2015-02-19 21:17 GMT+01:00 Eli Zaretskii <e...@gnu.org>: > > From: Philippe Verdy <verd...@wanadoo.fr> > > Date: Thu, 19 Feb 2015 20:31:07 +0100 > > Cc: Julian Bradfield <jcb+unic...@inf.ed.ac.uk>, > > unicode Unicode Discussion <unicode@unicode.org> > > > > The decompositions are not needed for plain text searches, that can use > the > > collation data (with the collation data, you can unify at the primary > level > > differences such as capitalisation and ignore diacritics, or transform > some > > base groups of letters into a single entry, or make some significant > primary > > difference when there are diacritics (for example in German equating > 'ae' and > > 'ä' at the primary level). > > Sorry, I disagree. First, collation data is overkill for search, > since the order information is not required, so the weights are simply > wasting storage. Second, people do want to find, e.g., "²" when they > search for "2" etc.

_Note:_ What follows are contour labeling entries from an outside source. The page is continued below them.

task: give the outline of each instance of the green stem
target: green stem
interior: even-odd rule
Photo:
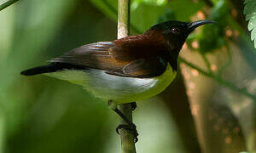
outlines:
[[[225,80],[224,80],[223,78],[221,78],[220,76],[215,76],[212,73],[209,73],[209,72],[207,72],[205,71],[203,71],[202,69],[197,67],[196,65],[195,65],[194,64],[190,63],[190,62],[188,62],[186,60],[183,59],[183,58],[179,58],[179,60],[183,63],[184,63],[185,65],[187,65],[188,66],[193,68],[193,69],[195,69],[197,70],[200,73],[208,76],[208,77],[211,77],[212,78],[213,80],[217,81],[219,84],[221,85],[224,85],[224,86],[226,86],[228,88],[230,88],[230,89],[234,90],[234,91],[236,91],[240,94],[242,94],[249,98],[251,98],[253,100],[256,100],[256,95],[253,95],[250,93],[248,93],[246,89],[244,88],[237,88],[235,84],[230,82],[227,82]]]
[[[118,38],[127,37],[130,25],[130,0],[119,0],[118,11]],[[121,104],[120,111],[132,122],[132,110],[130,104]],[[121,124],[126,122],[121,119]],[[136,153],[134,137],[132,133],[122,128],[120,131],[121,148],[123,153]]]
[[[105,2],[105,4],[108,3],[105,0],[103,0],[103,1]],[[110,5],[108,4],[108,6],[109,7]],[[116,12],[117,12],[117,11],[114,9],[114,8],[113,8],[113,7],[111,7],[111,6],[110,6],[109,9],[110,9],[111,11],[113,11],[113,13],[116,13]],[[131,26],[132,30],[134,30],[134,31],[136,31],[137,33],[142,33],[139,30],[137,30],[137,29],[135,26],[133,26],[132,25],[131,25]],[[241,31],[241,29],[239,29],[239,30],[240,30],[239,31]],[[220,83],[220,84],[222,84],[222,85],[224,85],[224,86],[230,88],[231,90],[236,91],[236,92],[238,92],[238,93],[241,93],[241,94],[244,94],[244,95],[246,95],[246,96],[247,96],[247,97],[249,97],[249,98],[252,98],[252,99],[254,99],[254,100],[256,99],[256,95],[253,95],[253,94],[248,93],[247,90],[245,90],[245,89],[243,89],[243,88],[239,88],[238,87],[236,87],[236,86],[234,85],[233,83],[231,83],[231,82],[228,82],[228,81],[225,81],[225,80],[222,79],[222,78],[220,77],[219,75],[218,75],[218,76],[214,76],[213,74],[210,74],[210,73],[208,73],[208,72],[204,71],[203,70],[201,70],[201,69],[199,68],[198,66],[196,66],[196,65],[193,65],[193,64],[188,62],[186,60],[184,60],[184,59],[183,59],[183,58],[179,58],[179,60],[180,60],[181,62],[184,63],[184,64],[187,65],[188,66],[192,67],[192,68],[194,68],[194,69],[199,71],[201,74],[206,75],[207,76],[209,76],[209,77],[214,79],[214,80],[217,81],[218,83]]]
[[[2,3],[0,4],[0,11],[4,9],[5,8],[10,6],[11,4],[15,3],[17,1],[19,1],[19,0],[9,0],[9,1],[5,1],[5,2]]]

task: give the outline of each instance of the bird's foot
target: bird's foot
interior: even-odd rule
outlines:
[[[136,128],[136,125],[134,123],[132,124],[119,124],[117,128],[116,128],[116,133],[118,134],[120,134],[119,133],[119,130],[121,128],[124,128],[125,130],[129,130],[131,132],[133,137],[134,137],[134,142],[137,143],[138,139],[137,139],[137,136],[138,136],[138,133],[137,131],[137,128]]]

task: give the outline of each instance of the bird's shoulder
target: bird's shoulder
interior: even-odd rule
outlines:
[[[160,40],[160,36],[157,33],[143,34],[113,42],[90,43],[67,52],[49,62],[104,70],[116,76],[156,76],[165,71],[167,63],[158,55],[159,51],[165,49],[162,42],[156,41]]]

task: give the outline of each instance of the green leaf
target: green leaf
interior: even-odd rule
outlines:
[[[256,1],[245,0],[243,14],[246,14],[246,20],[248,20],[248,30],[251,31],[251,39],[254,41],[256,48]]]
[[[116,0],[90,1],[107,16],[114,20],[117,20]],[[166,11],[171,9],[176,14],[176,20],[188,21],[190,16],[202,6],[202,2],[194,3],[191,0],[170,1],[169,3],[167,0],[131,0],[131,28],[135,33],[143,33],[154,24],[158,23],[160,20],[160,16],[166,15],[166,19],[162,20],[173,20],[172,17],[169,18],[170,16],[165,14],[168,14]]]

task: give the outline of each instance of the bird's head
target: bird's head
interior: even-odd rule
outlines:
[[[212,20],[198,20],[195,22],[167,21],[152,26],[149,31],[160,31],[167,39],[169,47],[180,50],[188,36],[198,26],[216,23]]]

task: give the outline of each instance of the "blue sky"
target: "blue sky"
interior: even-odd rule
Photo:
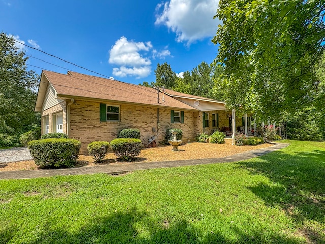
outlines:
[[[116,80],[150,83],[158,63],[166,62],[180,73],[213,60],[218,47],[211,40],[220,24],[213,18],[218,2],[0,0],[0,31]],[[28,69],[38,74],[42,69],[32,66],[98,75],[24,48],[32,57]]]

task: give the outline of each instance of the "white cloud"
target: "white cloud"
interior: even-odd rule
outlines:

I'm not saying that they _always_ want that, but > sometimes they do. There's no reason a sophisticated text editor > shouldn't support such a feature, under user control. >
The weights or the collation strings do not need to be stored. Even database engines or plain-text search engines on the web provide now collation algorithms for searching or sorting data, so that you don't need to store it in your tables... It is not overkill, as good implementations of collation are efefctively used in high-permance database servers (and many users of these databases do not realize that collation is effectively used. There are also good text editors implementing collation searches.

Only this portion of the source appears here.